Microsoft: Using Edge Helps Save Your Device's Battery Power

The Microsoft Edge team says a recent round of in-house testing shows that their browser is more energy-efficient, meaning that users who are Web-surfing on their mobile devices will get more hours of active use without needing to modify their settings.

The in-house testing was comprised of three separate test situations:

The team measured the browser's power consumption in a controlled lab environment. They did this by connecting a Surface Book to power-monitoring equipment and, reported team director Jason Weber, "We then automated each browser to perform the same series of activities: opening websites, scrolling through articles, and watching videos, opening new tabs for each task. We used the same websites you spend your time on – Facebook, Google, YouTube, Amazon, Wikipedia and more."

The test showed that the Surface Book running the Edge browser had 36-53% more battery power than the Surface Books running other browsers.

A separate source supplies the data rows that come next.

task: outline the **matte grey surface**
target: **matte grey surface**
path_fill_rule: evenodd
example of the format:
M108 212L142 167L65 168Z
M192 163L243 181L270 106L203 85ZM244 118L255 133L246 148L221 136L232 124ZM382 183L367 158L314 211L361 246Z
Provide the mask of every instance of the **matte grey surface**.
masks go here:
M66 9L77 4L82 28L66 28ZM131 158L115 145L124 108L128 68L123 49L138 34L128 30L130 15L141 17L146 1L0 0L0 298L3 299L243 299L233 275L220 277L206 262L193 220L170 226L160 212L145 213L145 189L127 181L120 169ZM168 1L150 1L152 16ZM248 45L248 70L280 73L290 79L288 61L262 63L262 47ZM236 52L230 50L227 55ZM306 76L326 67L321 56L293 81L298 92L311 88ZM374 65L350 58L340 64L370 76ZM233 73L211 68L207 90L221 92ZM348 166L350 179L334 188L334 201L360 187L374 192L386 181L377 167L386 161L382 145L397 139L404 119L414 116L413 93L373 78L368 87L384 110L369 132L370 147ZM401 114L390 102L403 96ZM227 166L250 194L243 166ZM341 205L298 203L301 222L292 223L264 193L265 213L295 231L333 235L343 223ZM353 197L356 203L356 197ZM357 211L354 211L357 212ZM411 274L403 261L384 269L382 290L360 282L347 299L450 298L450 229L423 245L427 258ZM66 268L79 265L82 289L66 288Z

The team analyzed energy telemetry data from in-field Windows 10 devices. According to their data analysis, a Microsoft Edge browser on a Window 10 device had an average power consumption of approximately 465 millwatts (mW), while a Chrome browser had approximately 720 mW and Firefox 493 mW.

The team recorded time-lapse videos of Microsoft Edge, Chrome, Firefox and Opera performing the same tasks on the same devices until the devices' batteries died. To make things even more meta, the team recorded videos of Surface Books playing streaming videos. That's right -- they made a video of a video.

According to the video results, the Surface Book that used Google Chrome to stream video gave out after four hours and 19 minutes; the Surface Book that used Mozilla Firefox for video streaming gave out after five hours and nine minutes; the Surface Book that used Opera lasted six hours and 18 minutes; and finally, the Surface Book running Edge lasted seven hours and 22 minutes. 

Brandon Heenan, Edge Product Mananger, gives a small tour of the power consumption lab, and lays out four more ways Microsoft Edge will pare its energy requirements once the Anniversary Edition is released:

1. Microsoft Edge will only execute background JavaScript timers once per second in every background tab, and these timers will be synced to other system-wide routines, which means the hardware doesn't have to keep waking up and powering down. Since websites often run JavaScript for things like checking for fresh site content, updating web email inboxes, etc., having multiple tabs open can be energy-intensive. 

2. Flash will now run inside a separate process, and be paused by default. Users will have to click on it to interact with it.

3. The user interface has been redesigned to reduce energy, chiefly by reworking the animations so they consume less energy.

4. Because the Windows 10 Anniversary update delivers a range of networking improvements aimed at reducing the machine's overall power consumption, there's a trickle-down effect to Edge running within the operating system.